Details model-load allocation of forward buffers, peak-scratch accounting, reuse across prefill and decode, vocabulary logits reuse, and remaining allocations.
Implementation evidence: this topic is grounded in the reviewed GGUF.MiRust.com source snapshot. It documents observed code and artifacts without claiming broad deployment, model quality, or production readiness.
Forward scratch
Model load allocates buffers for residual, normalized states, Q/K/V, attention, projected output, FFN normalized state, W1/W3 intermediates, gated hidden, FFN output, and attention scores.
Reuse
The same buffers are reused for every layer and token.
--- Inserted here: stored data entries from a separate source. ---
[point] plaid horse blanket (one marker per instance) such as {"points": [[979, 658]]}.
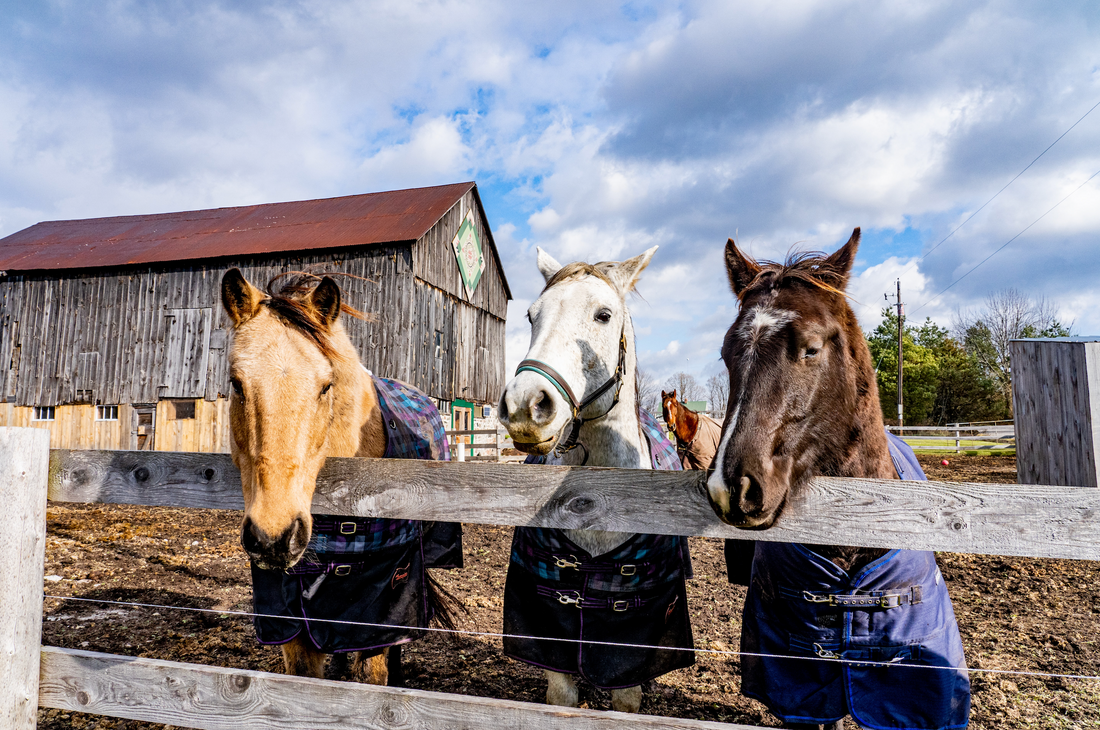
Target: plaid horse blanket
{"points": [[364, 570], [557, 595], [894, 612]]}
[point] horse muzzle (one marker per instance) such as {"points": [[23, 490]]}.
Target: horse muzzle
{"points": [[750, 502], [275, 553]]}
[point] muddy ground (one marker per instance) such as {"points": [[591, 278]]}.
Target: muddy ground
{"points": [[1038, 616]]}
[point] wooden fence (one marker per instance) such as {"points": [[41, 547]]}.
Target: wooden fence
{"points": [[465, 446], [993, 519], [978, 438]]}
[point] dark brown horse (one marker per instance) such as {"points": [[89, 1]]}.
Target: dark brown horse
{"points": [[697, 434], [804, 404]]}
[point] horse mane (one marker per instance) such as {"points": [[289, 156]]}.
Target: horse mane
{"points": [[579, 269], [813, 267], [288, 299]]}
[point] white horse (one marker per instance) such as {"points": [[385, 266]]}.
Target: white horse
{"points": [[578, 386]]}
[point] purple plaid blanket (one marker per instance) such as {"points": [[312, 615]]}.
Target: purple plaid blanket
{"points": [[360, 568]]}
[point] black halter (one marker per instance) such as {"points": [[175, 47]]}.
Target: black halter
{"points": [[578, 406]]}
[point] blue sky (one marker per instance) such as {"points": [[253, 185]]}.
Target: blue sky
{"points": [[594, 130]]}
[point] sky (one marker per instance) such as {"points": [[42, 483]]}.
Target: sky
{"points": [[596, 131]]}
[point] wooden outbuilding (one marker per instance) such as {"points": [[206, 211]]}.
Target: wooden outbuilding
{"points": [[1056, 404], [112, 332]]}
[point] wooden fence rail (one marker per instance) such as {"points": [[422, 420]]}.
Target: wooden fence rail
{"points": [[997, 519]]}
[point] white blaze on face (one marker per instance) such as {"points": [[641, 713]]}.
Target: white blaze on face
{"points": [[760, 322], [763, 321]]}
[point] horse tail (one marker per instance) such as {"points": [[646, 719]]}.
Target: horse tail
{"points": [[444, 606]]}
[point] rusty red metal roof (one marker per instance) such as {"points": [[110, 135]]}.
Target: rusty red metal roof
{"points": [[281, 227]]}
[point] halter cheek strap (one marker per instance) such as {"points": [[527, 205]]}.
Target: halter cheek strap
{"points": [[578, 407]]}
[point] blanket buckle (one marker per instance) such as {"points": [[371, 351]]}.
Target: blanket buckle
{"points": [[816, 598], [567, 599]]}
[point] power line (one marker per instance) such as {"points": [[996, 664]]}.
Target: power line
{"points": [[1001, 190], [1007, 243]]}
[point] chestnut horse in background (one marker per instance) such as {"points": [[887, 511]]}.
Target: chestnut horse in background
{"points": [[876, 626], [697, 434]]}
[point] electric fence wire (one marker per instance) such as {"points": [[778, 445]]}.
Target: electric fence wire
{"points": [[823, 656]]}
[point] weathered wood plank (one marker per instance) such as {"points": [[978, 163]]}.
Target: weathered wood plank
{"points": [[24, 454], [970, 518], [1056, 398], [217, 698]]}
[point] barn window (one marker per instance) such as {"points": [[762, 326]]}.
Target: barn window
{"points": [[179, 410]]}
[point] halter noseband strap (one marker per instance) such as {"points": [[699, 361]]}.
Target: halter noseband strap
{"points": [[578, 407]]}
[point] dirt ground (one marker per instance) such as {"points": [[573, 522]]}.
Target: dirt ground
{"points": [[1023, 615]]}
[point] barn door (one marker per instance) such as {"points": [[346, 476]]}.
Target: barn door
{"points": [[186, 352], [142, 427]]}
A separate logits vector sized to vocabulary is reused by generate and generate_next_token.
Reported metric
Diagnostics exposes peak_scratch_bytes, calculated from these known f32 buffer lengths. This is not process peak memory.
Remaining dynamic work
Tokenizer output and generated-token vectors can grow per request. Result text and diagnostics JSON are rebuilt. Model loading allocates tensor vectors. Helper attention code outside the central path contains a dynamic score vector, while the central generation path uses scratch.
Next memory instrumentation
Record model storage by dtype, KV capacity and active bytes, scratch, logits, token vectors, result/diagnostic capacity, source transfer, and allocator high-water mark separately.
Scope
This starter page defines the questions, boundaries, evidence, and failure modes that should be recorded before a capability is presented as supported.
Engineering considerations
- Identify the source, version, target environment, and owner.
- Separate observed values from estimates and externally reported values.
- Record trade-offs, unsupported cases, and fallback behavior.
- Link performance statements to a compatible benchmark methodology.
Verification questions
- What exact artifact, revision, backend, and environment were reviewed?
- Which assumptions could change the result?
- Which data should be retained so another engineer can reproduce the conclusion?